Lose weight? Save money? Spend more time with family? Quit smoking? Be a better person? Are these among your New Year's resolutions? If so, you're not alone; they're the five most popular in the Western world.
What is it about New Year's Eve that prompts us to do (or at least toy with the idea of doing) something good or perhaps more meaningful with our lives? Is it a few too many drinks? The perception of a clean slate and starting anew? Or a combination of both?
And why is it that often, not long after the countdown and the cries of "Happy New Year", many of us simply forget about the promises we made? A 2007 study by Professor Richard Wiseman from the University of Bristol found 78 per cent of us fail to keep our resolutions. Is it because, in the harsh, possibly hung-over light of day, they seem too ambitious, hard or just plain inconvenient?
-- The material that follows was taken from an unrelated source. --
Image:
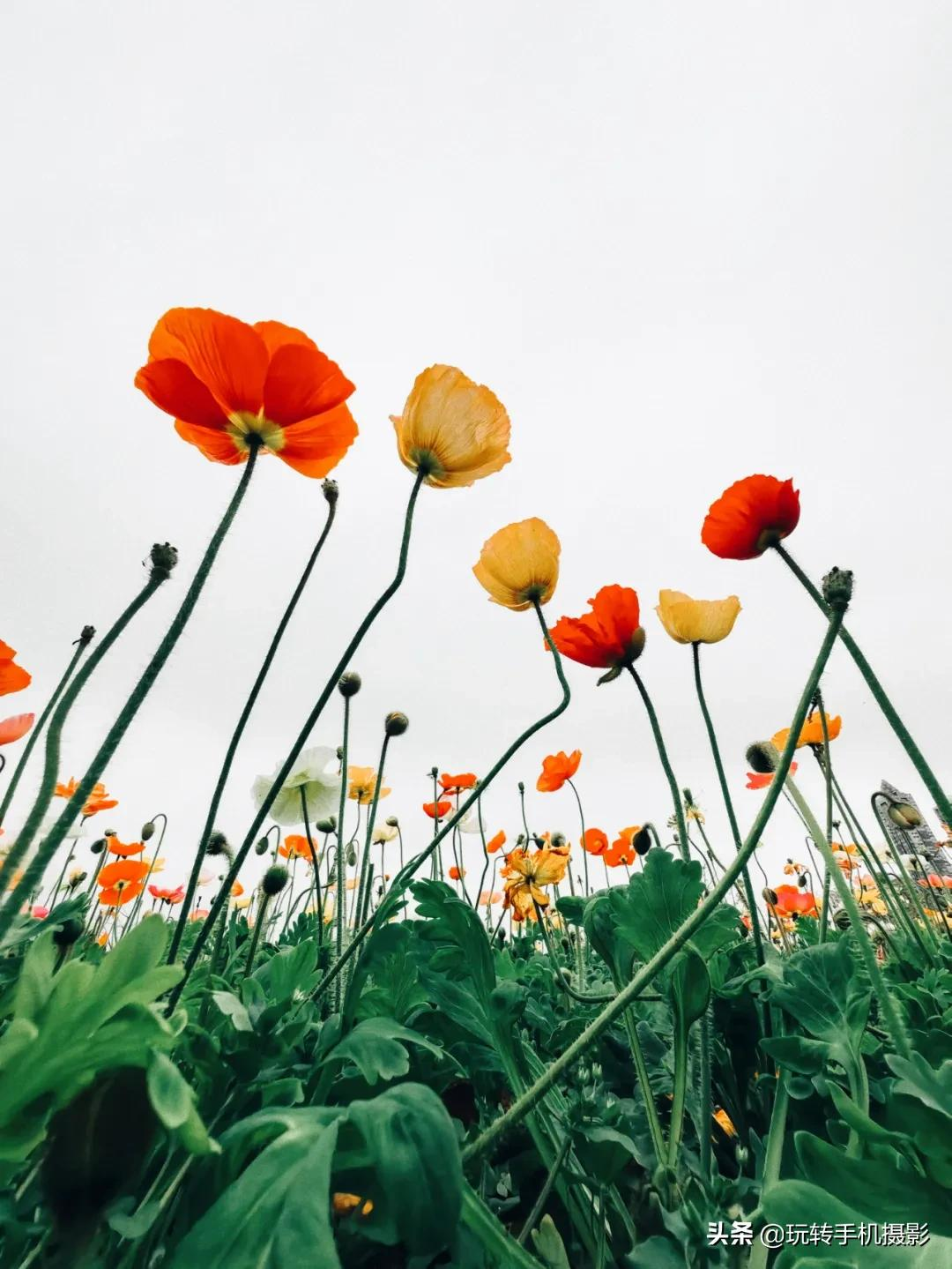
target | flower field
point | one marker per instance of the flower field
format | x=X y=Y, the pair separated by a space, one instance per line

In September 2000, 193 United Nations member states, including New Zealand, signed a declaration promising to halve the number of people living in extreme poverty by 2015. This declaration, commonly known as the Millennium Development Goals (MDGs), strikes me as among the most important resolutions ever made.
But unlike losing weight or getting that promotion, if these goals are not met, there will be dire consequences.
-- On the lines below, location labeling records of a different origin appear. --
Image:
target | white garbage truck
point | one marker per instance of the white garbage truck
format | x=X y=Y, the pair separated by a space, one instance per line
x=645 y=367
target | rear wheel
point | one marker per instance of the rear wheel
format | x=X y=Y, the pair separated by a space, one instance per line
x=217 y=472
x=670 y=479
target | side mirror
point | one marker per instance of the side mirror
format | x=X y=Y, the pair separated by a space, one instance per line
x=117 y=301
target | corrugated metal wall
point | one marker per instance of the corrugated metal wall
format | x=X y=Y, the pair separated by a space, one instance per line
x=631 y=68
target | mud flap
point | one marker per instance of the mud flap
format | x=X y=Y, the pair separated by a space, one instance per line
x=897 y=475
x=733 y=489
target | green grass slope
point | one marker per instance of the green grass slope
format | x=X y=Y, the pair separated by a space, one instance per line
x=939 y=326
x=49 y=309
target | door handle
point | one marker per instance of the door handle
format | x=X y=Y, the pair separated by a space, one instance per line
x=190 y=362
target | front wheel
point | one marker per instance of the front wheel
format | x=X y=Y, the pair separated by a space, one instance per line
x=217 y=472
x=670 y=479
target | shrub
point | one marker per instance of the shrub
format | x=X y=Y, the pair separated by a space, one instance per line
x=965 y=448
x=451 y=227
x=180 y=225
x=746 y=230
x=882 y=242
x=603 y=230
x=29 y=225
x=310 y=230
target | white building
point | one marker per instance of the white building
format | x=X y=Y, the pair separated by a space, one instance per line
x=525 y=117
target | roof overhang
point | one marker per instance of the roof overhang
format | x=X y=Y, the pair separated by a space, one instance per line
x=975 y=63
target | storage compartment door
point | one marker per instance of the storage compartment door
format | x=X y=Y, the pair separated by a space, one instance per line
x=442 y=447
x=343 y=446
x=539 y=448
The MDGs are eight measurable targets designed to make the world healthier, more peaceful, just and sustainable.
The goals include eradicating global poverty and hunger, gender inequality, HIV and Aids, improving child and maternal health, environmental sustainability, global partnerships and providing universal education.
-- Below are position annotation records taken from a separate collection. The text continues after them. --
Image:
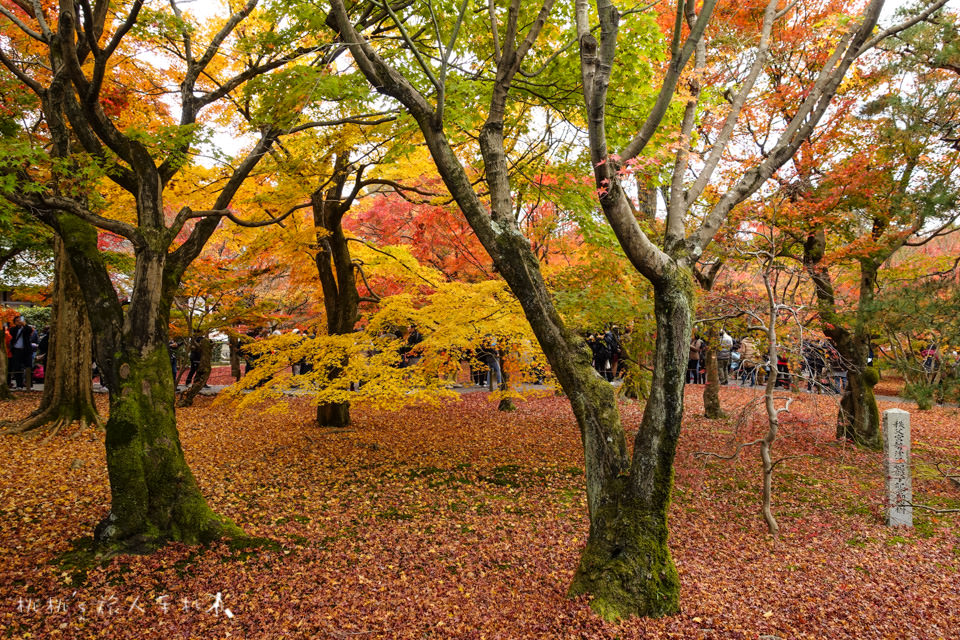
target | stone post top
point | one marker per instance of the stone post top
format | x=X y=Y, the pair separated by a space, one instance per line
x=896 y=412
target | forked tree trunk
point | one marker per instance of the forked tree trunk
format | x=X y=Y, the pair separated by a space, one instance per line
x=155 y=497
x=858 y=418
x=626 y=565
x=68 y=382
x=336 y=271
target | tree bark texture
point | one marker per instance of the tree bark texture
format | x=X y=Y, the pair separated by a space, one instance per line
x=711 y=390
x=68 y=380
x=626 y=565
x=235 y=357
x=154 y=496
x=200 y=378
x=858 y=418
x=4 y=371
x=335 y=268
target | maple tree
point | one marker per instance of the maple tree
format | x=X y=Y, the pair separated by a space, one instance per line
x=89 y=138
x=626 y=565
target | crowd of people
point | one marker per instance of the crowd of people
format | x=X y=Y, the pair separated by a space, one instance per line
x=26 y=350
x=741 y=361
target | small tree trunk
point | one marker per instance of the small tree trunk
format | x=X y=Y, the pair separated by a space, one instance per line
x=200 y=379
x=4 y=371
x=235 y=357
x=68 y=383
x=333 y=414
x=859 y=415
x=711 y=390
x=155 y=497
x=506 y=403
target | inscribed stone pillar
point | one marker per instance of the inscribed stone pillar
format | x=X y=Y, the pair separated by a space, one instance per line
x=896 y=451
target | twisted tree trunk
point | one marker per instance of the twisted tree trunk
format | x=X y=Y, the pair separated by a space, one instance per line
x=68 y=381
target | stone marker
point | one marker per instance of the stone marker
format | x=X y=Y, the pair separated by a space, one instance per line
x=896 y=451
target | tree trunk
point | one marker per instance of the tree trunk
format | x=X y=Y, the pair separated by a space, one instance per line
x=506 y=403
x=711 y=391
x=626 y=565
x=859 y=416
x=336 y=271
x=4 y=370
x=202 y=375
x=154 y=496
x=68 y=381
x=235 y=357
x=858 y=419
x=333 y=414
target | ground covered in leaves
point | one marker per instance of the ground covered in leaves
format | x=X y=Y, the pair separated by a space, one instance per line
x=462 y=522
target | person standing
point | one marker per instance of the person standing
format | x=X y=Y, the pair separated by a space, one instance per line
x=21 y=348
x=748 y=360
x=693 y=360
x=723 y=356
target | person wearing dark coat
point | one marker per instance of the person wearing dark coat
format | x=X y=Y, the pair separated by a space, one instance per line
x=22 y=338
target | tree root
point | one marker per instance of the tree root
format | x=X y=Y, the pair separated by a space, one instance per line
x=47 y=421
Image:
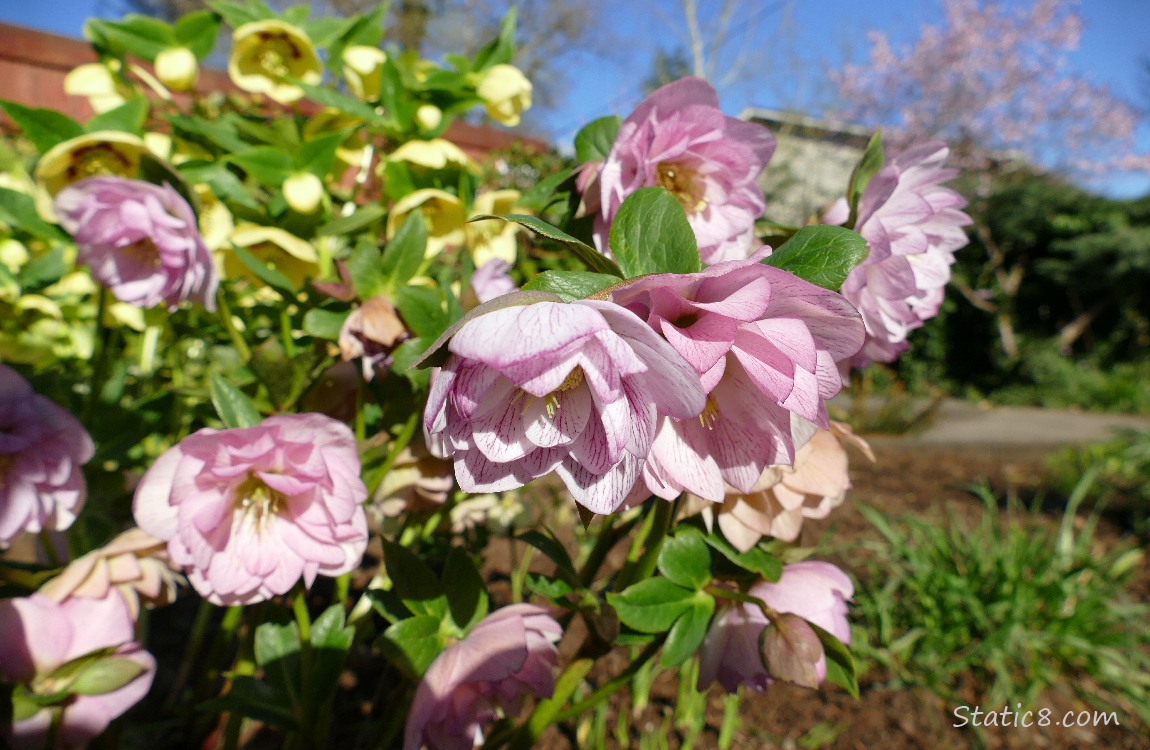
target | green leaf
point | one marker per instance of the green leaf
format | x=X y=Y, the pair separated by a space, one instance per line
x=366 y=269
x=684 y=559
x=413 y=581
x=268 y=165
x=841 y=667
x=652 y=605
x=554 y=550
x=868 y=167
x=106 y=675
x=466 y=591
x=265 y=273
x=595 y=140
x=822 y=255
x=198 y=31
x=127 y=117
x=754 y=560
x=422 y=311
x=18 y=211
x=651 y=235
x=413 y=644
x=404 y=253
x=685 y=636
x=324 y=323
x=591 y=258
x=139 y=36
x=44 y=128
x=570 y=284
x=231 y=404
x=361 y=219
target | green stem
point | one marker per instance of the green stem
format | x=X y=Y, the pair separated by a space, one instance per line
x=229 y=324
The goals, or at least their deadline, have often been labelled too ambitious, but much progress has been made.
Strong economic growth in China has seen it almost halve the number of its people living in poverty, from 452 million to 278 million.
In Tanzania, 99.6 per cent of children now attend primary school - up from 50.7 per cent in 1991.
According to the UN, sub-Saharan Africa is winning the war on HIV and Aids, with new infections down 26 per cent to 1.9 million, from 2.6 million in 1997. African nations have also cut measles deaths by 90 per cent - four years earlier than scheduled.
However, we are alarmingly behind on other targets. Take ending global hunger; the numbers of hungry have been steadily rising since the adoption of the MDGs more than a decade ago. Nearly a billion people currently don't have enough to eat.
Child mortality rates remain shockingly high too; 9.7 million children under 5 years old die of preventable causes every year.
Progress has stalled because many Governments have deprioritised the MDGs. Perhaps, like New Year's resolutions, the goals were set with good intentions but have fallen by the wayside.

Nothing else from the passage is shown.